The evidence at trial established that Swanberg had entered into a contract for deed to sell her property to Meyer’s corporation.  The property contained three residential lots, and Swanberg was to receive payments when each lot was sold, for a total purchase price of $82,500.  As Swanberg received her first two payments, she turned most of the proceeds over to Meyer, at his request, so that he could finish houses he was building on the property.

            Meyer does not dispute that Swanberg lent money at his request; nor does he dispute the amount of money still owed Swanberg.  Rather, he argues that Swanberg invested the money in his corporation and that the trial court erred in finding that the transactions were personal loans to him.  He asserts that the overwhelming documentary evidence established that the check tranfers were between Swanberg and his corporation, and that the only evidence to support the trial court’s findings is Swanberg’s testimony that she believed or understood she was lending these sums of money to him personally and that she was dealing with him in his individual capacity.

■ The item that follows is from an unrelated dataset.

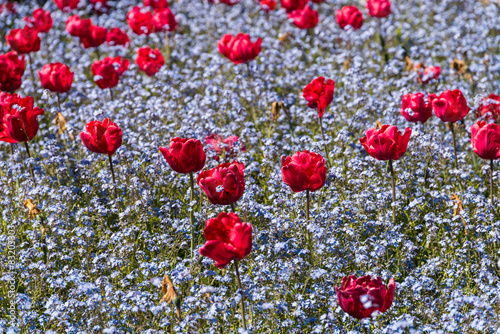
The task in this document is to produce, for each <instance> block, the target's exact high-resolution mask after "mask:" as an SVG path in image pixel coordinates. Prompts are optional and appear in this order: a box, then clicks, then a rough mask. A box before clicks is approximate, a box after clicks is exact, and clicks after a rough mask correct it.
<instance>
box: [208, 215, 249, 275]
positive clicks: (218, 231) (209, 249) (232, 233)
mask: <svg viewBox="0 0 500 334" xmlns="http://www.w3.org/2000/svg"><path fill="white" fill-rule="evenodd" d="M203 233H204V234H205V239H207V242H206V243H205V245H204V246H203V247H202V248H200V254H201V255H203V256H206V257H208V258H210V259H212V260H214V261H215V266H217V267H218V268H225V267H226V266H227V265H228V264H229V263H231V261H233V260H234V259H236V260H238V261H241V260H243V259H244V258H245V256H247V255H248V254H250V252H251V251H252V225H250V224H248V223H243V222H241V219H240V217H238V216H237V215H236V214H235V213H233V212H231V213H225V212H221V213H219V216H218V217H217V218H212V219H209V220H207V221H206V222H205V229H204V230H203Z"/></svg>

However, Swanberg’s belief that she was dealing with Meyer as an individual is supported by much more than a bald assertion on her part.  Swanberg testified she returned the checks from the first two closings to Meyer, after he told her that he needed the money to finish the houses he was building on the property.  Swanberg testified that she had no experience in real estate investment, that she did not expect to receive any interest on these loans, and that she believed that she would be repaid when the three lots were sold.  In addition, Meyer acknowledged that he approached Swanberg and that he did not discuss the possibility that she might not recover all of the money or that she might be making a risky investment.  Meyer further acknowledged that there was no written contract, corporate resolution, or other formality to evidence these transactions.

Given the disparate sophistication levels of the parties and the circumstances surrounding the transaction, the trial court was entirely free to accept Swanberg’s claim that she lent the money to Meyer and not his corporation, and to reject Meyer’s rather incredible claim that Swanberg was merely investing in his corporation.  The evidence amply supports the trial court’s finding that an oral contract existed between Swanberg and Meyer individually, in which Swanberg agreed to loan certain sums of money to Meyer.

            Meyer further argues that the trial court’s decision may have “some very perverse” consequences on the legal rules regarding corporate owner liability.  Meyer insists that no evidence was introduced to justify piercing the corporate liability shield in this case.  See Barton v. Moore, 558 N.W.2d 746, 749 (Minn. 1997).  We disagree. The evidence showed that Meyer did not observe corporate formalities, that he was the sole officer and shareholder of his corporation, and that his corporation may have been “merely a facade” for his individual dealings.  Id. (setting out factors significant to first prong of analysis to determine whether corporate veil should be pierced). 

            Even more significant, the evidence suggests that rendering Meyer individually liable in this case “is necessary to avoid injustice or fundamental unfairness.”  Id. (second prong of analysis).  Meyer carefully documented his corporation’s payments to Swanberg under the contract for deed and then convinced her to return most of the proceeds to him, but gave her no security or other written obligation to evidence this indebtedness.  In addition, Meyer testified that he had no immediate plans to pay Swanberg, even though his corporation is solvent and he profited on the sale of the houses.  As the trial court concluded, “[e]quitable considerations dictate” that Swanberg receive judgment in this case.